L'adhérence est tellement forte qu'un homme est souvent impuissant à les détacher ;
on a vu des pêcheurs, dont les sabots étaient enveloppés par ces pieuvres et qui étaient obligés, pour se dégager,
de couper tous les tentacules ;
ils n'étaient libres qu'après avoir détaché le dernier ;
autrement, il faut retourner complètement la tête du poulpe, ce qui le rend impuissant et le fait mourir ;
mais il faut encore de l'adresse et une certaine force pour opérer ainsi, et lorsque la pieuvre est grande,
on a du mal à réussir par ce procédé.
Lorsque l'on poursuit la pieuvre dans la mer, ses tentacules lui servent de nageoires ;
le mouvement qu'elle fait pour les rapprocher lui donne une grande impulsion, à ce point que chaque mouvement
lui fait franchir instantanément une distance de deux à trois mètres.

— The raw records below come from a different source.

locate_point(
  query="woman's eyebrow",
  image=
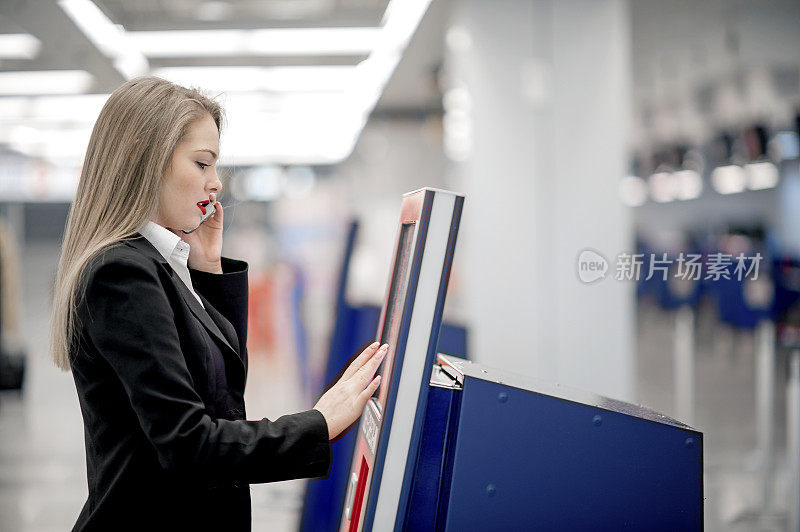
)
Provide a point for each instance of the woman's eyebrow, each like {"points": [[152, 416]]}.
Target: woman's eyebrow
{"points": [[212, 152]]}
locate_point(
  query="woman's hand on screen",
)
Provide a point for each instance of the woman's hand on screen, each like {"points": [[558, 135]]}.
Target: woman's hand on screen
{"points": [[343, 403]]}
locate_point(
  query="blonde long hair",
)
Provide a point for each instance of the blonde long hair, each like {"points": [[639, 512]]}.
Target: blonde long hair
{"points": [[130, 150]]}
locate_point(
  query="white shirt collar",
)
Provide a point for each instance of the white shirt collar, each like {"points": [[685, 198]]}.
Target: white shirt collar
{"points": [[174, 250], [164, 240]]}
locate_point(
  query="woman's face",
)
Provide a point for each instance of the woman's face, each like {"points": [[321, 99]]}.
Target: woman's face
{"points": [[191, 177]]}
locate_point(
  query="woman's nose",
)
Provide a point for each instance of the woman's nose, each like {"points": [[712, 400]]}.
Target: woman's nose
{"points": [[215, 185]]}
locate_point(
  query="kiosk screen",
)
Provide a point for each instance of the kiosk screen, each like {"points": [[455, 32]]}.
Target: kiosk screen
{"points": [[394, 305]]}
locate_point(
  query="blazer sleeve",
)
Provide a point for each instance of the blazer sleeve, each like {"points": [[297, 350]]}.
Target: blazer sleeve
{"points": [[131, 325], [228, 293]]}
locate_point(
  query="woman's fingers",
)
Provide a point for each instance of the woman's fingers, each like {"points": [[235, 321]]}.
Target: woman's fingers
{"points": [[368, 370], [365, 355]]}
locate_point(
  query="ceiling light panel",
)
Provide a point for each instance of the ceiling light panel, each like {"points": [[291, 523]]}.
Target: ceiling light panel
{"points": [[272, 79], [278, 41], [45, 82], [19, 46]]}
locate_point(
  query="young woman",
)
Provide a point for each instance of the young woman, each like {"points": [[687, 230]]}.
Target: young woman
{"points": [[152, 322]]}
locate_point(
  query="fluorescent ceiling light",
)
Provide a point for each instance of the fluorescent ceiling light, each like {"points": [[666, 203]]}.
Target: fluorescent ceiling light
{"points": [[45, 82], [633, 191], [662, 187], [109, 38], [19, 46], [251, 79], [761, 175], [80, 108], [277, 41], [689, 184], [276, 115], [729, 179]]}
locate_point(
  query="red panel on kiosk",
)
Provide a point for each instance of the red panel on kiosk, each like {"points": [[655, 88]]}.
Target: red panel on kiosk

Quand elle est serrée de trop près, elle se roule en boule comme le hérisson, s'entourant la tête de tous ses tentacules, au-dessous desquels elle se ménage pour les yeux deux ouvertures par où elle observe les mouvements
de l'ennemi.
Il est facile de concevoir que nos pêcheurs soient fort ennuyés par de tels hôtes dont il n'y a pas grand'chose à faire.
Entreprendre à leur égard une guerre d'extermination, ce serait sans doute faire comme celui qui voudrait compter tous les grains de sable du bord de la mer, et l'on ne peut pas perdre ainsi son temps,
à cause des exigences de la vie matérielle.
Quelques-uns utilisent cependant ces poulpes, dont la chair est blanche et très liante,
pour amorcer des palancres à congres ;
quelques autres, moins nombreux, les mangent après les avoir écorchés et fait cuire ;
il paraît que c'est encore assez délicat, mais, au total, il n'y a pas grand'chose à en tirer.
Peut-être la nature, les circonstances seront-elles encore le meilleur opérateur dans l'affaire, et les pieuvres disparaîtront probablement comme elles sont venues ;
mais ce ne sera, sans doute, qu'après avoir causé bien des déprédations sur nos côtes et lorsqu'elles ne trouveront plus une alimentation suffisante.
Il ne semble pas y avoir d'autre solution pratique.